K×1000 can be a square but only if k is multiple of 10 so it will have 4 zeroes at the end not 3

Looked at it, saw a number ended with 25 and guessed that was the answer. Skipped to the end and got it correct. That's what I'd have done in the exam and saved tb time for a question I knew how to solve as I'd have just wasted time on this one but I'm happy my first impulsive choice was correct.
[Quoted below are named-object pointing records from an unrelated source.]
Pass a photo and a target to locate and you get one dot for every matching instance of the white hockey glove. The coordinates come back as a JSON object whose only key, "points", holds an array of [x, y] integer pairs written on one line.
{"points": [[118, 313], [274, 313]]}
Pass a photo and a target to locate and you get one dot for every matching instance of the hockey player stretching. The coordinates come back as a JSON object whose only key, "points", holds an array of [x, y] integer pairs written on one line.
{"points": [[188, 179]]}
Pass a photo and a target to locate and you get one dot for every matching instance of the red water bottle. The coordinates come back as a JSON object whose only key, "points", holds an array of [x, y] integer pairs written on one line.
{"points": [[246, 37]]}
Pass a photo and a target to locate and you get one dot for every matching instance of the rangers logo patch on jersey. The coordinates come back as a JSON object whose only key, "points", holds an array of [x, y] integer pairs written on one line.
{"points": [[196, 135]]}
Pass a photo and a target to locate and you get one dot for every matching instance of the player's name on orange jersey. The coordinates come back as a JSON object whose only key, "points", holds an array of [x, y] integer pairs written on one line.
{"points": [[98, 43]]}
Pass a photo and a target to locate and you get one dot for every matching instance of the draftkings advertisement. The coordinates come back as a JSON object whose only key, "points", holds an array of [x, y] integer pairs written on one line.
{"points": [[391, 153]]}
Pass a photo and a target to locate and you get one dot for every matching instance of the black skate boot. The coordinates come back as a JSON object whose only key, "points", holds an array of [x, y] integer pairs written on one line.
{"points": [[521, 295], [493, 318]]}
In your head: A: 625m is the closest square that is smaller. ->25k + x is the number B: (25k+x)^2 =25k^2 +2×25k×x+x^2 / 2×25k×x = 649m-625m= 24m / 24m÷50k=480 C: last 2 digets are 25-> sqr is 5 ->> 25k+480+5= 25485

There is a long division method for doing square roots by hand. I learnt it in 1978, before calculators were cheap! Basically start at the big end and look at two digits at a time. Subtract the largest square , noting the digit. Bring down the next two digits. Need to know all the squares of two digit numbers upto 43.
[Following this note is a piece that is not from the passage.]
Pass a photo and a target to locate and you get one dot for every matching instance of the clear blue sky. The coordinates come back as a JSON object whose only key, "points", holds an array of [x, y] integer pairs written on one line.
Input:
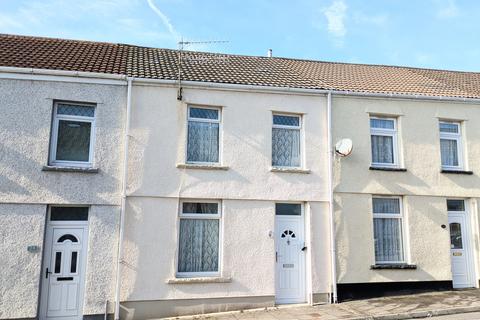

Square Root of A is 9999.99995 Square Root of B is 11105.55415 Square Root of C is "25485" Square Root of D is 31426.96295

Also, as I mentioned in 黑筆紅筆 , one can use "long division" to calculate square roots (search "square root by long division"). I commented again, so that English audience can also learn this technique.
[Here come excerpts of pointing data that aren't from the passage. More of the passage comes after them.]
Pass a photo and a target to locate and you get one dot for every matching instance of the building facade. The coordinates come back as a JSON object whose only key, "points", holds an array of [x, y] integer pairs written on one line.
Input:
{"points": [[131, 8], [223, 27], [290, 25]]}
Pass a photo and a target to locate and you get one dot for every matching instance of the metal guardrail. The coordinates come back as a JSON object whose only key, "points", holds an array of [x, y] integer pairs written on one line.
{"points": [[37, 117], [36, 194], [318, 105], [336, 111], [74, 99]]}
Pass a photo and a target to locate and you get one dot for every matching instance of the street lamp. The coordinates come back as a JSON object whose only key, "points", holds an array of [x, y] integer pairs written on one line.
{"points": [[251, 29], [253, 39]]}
Regarding C, for any number that ends in 5, its square will be of the format 100x(x+1)+25, where x is the digits before the trailing 5. For example, take 225². 22•23 = 506, so 225² will be 50625. Don't know any trick on how to then get the square root from the final square, though, short of using the usual square root estimation methods on the digits before the 25 to get close enough to tell from that final digit (which will be either 0, 2, or 6).

Much longer method, you could do a prime factorization of each number, if the powers of all the prime factors are even, then the number is a square number. For example: 7056 has prime factors of 2x2x2x2x3x3x7x7, which can be written as 2^4 x 3^2 x 7^2. all of the prime factors are in powers which are multiples of 2. 7056 is 84^2

It takes time but you can definitely find the square root of c without calculators by factoring the number. Knowing it’s a perfect square, you know all factoring prime numbers must be in pairs. So instead of 5, just divide it by 25. Then with other tricks, I.e. using the last digit + even #s are divisible by 2 (therefore 4) + if sum of all digits is divisible by 3 then the # is divisible by 3 (in this case 9) and so on until you have all the factoring primes. Then just separate the group and multiply all the primes of half of the pair together.

All odd perfect squares are congruent to 1 mod 8 so you just need to check the first 3 digits mod 8 (e.g 999 mod 8) for the first four options.

If you want to find the square root of a number that you know has an integer square root, your best bet is to factorize it and then match the factors in pairs. Because it is a square number, every factor will have a pair. Then just multiply one factor from each pair together and you will have the answer. Of course, factorizing a number is not always easy especially when the factors are large primes. But you can generally be sure that this may not be true because the set of numbers with large prime factors is significantly small as the number gets large.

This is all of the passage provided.